In a new report dated 19 November 2012, Espirito Santo Securities (ESS) is uncertain when the recovery will pick up as aggregate quarterly earnings of over 400 companies grew only by 4.9% year-on-year (y-o-y), the slowest pace in the last three years. The report said, “Adjusting for inflation, the growth rates look even more anaemic and show how hard volume-led growth is to come by.” The economy has been affected because the global economy has been volatile and uncertain, with Europe and America going through difficult times. Moreover, the Reserve Bank of India (RBI) has taken a firm stance and kept interest rates unchanged (repo rate at 8%), in order to moderate inflation. The sectors which have got affected by the slowdown are industrials (revenues down 8% y-o-y), real estate (revenues down 9% y-o-y), telecom and healthcare. The sector which has performed very well is energy, revenues which grew at an impressive 8.2% y-o-y.

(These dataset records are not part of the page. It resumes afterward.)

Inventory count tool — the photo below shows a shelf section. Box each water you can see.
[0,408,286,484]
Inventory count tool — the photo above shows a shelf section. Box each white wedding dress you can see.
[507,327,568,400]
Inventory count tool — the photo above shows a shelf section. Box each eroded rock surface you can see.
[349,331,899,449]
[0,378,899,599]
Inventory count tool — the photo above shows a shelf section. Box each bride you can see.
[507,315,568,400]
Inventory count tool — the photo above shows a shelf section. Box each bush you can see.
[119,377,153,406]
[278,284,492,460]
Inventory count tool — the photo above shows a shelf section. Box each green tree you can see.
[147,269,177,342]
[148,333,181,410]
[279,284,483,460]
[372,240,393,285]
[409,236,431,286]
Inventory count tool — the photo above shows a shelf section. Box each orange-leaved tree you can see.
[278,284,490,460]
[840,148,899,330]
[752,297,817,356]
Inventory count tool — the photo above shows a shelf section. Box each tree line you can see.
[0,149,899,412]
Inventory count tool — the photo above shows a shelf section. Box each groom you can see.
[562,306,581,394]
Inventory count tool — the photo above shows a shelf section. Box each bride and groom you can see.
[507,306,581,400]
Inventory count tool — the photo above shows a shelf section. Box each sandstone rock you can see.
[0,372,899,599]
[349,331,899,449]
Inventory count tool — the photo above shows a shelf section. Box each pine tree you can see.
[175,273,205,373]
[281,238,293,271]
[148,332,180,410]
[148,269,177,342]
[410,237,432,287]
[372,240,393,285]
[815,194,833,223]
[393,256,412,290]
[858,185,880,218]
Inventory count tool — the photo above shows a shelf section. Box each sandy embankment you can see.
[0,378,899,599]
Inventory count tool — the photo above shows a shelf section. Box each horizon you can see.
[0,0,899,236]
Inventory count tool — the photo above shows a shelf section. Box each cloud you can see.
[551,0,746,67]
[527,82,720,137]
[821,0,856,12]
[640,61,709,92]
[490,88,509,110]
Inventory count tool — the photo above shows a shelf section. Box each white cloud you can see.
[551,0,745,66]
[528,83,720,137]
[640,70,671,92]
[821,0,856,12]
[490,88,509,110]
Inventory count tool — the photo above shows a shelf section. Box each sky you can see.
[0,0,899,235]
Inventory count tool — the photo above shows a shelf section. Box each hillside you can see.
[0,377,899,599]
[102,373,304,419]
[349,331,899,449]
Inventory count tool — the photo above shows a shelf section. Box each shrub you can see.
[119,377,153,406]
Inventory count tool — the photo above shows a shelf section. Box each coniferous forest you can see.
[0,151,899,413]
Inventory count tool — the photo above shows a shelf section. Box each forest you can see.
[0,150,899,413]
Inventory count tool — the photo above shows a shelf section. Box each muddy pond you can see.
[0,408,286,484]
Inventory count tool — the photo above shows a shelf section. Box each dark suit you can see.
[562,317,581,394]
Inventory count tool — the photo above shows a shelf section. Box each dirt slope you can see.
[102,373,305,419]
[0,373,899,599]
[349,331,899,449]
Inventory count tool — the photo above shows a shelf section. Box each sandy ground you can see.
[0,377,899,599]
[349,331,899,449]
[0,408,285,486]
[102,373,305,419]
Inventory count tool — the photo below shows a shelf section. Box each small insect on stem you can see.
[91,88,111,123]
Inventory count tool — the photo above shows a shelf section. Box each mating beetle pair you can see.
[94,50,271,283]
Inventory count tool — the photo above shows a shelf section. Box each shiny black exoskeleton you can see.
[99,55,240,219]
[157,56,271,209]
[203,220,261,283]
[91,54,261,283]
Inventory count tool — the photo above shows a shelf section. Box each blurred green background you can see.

However, the good news is that, according to ESS, margins have improved even though revenue growth declined. This was due to lower commodity prices which translated to lower input costs. EBITDA grew by 13.7% y-o-y while margins expanded by 130 basis percentage points (bps) y-o-y. All the sectors, except consumer discretionary, saw their margin expand including those whose revenues were affected. Real estate, healthcare and energy saw margins expand by 706 bps, 764 bps and 865 bps respectively.
Even though margins expanded, it is not a cause for celebration. Why? Because, according to ESS, demand has still not picked up. The basis of higher margins would not just be lower cost but also higher revenues. As revenues increase, companies will invest more in capital expenses (capex) which is an indication of economy expansion and also creates more jobs. The report said, “A sustainable turn needs a demand recovery, which with the consumer stretched and government under fiscal pressure, needs a turn in the investment cycle, which we still don’t see in the lead indicators that we monitor.” In other words, there’s no sign of the bottom of the investment cycle. Most companies are cautious in putting their capital to work as demand is slack. The fundamental underlying of the economy—demand—must pick up. The report further says, “This hardly lends confidence in sustainability. Meaningful upgrades need a demand revival, led by turn in investment cycle, of which there is yet no sign.”